SEMINAR: "Cloud Storage Systems: Latency, Reliability, and Cost"

Event Date: February 22, 2016

Monday, February 22nd, 2016
10:30am
MSEE 239

Vaneet Aggarwal, Assistant Professor, Industrial Engineering, Purdue

Abstract

Consumers are engaged in more social networking and E-commerce activities these days and are increasingly storing their documents and media in the online storage. Businesses are relying on Big Data analytics for business intelligence and are migrating their traditional IT infrastructure to the cloud. These trends cause the online data storage demand to rise faster than Moore's Law. Erasure coding techniques are used widely for distributed data storage since they provide space-optimal data redundancy to protect against data loss.

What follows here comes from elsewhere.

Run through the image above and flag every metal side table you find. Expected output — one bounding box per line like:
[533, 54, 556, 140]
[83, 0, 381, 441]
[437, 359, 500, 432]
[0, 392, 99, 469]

Cost-effective, network-accessible storage is a strategic infrastructural capability that can serve many businesses. These customers, however, have very diverse requirements of latency, reliability, cost, security etc. In this talk, I will describe how to characterize latency, reliability, cost, and the trade-offs involved in these. In order to characterize latency, we give and analyze a novel scheduling algorithm. Further, I will present a novel concept of functional caching in storage systems and describe its advantages as compared to duplication in current caching systems. I will then describe that limited bandwidth between data centers allow us to design new coding schemes that help improve mean time to data loss of the system by 10^20 for (51,30) erasure code as compared to a standard Reed-Solomon code. Finally, I will focus on joint optimization of customer requirements, present new approaches for content placement and content access, and validate the results using implementations on an open source distributed file system on a public test grid.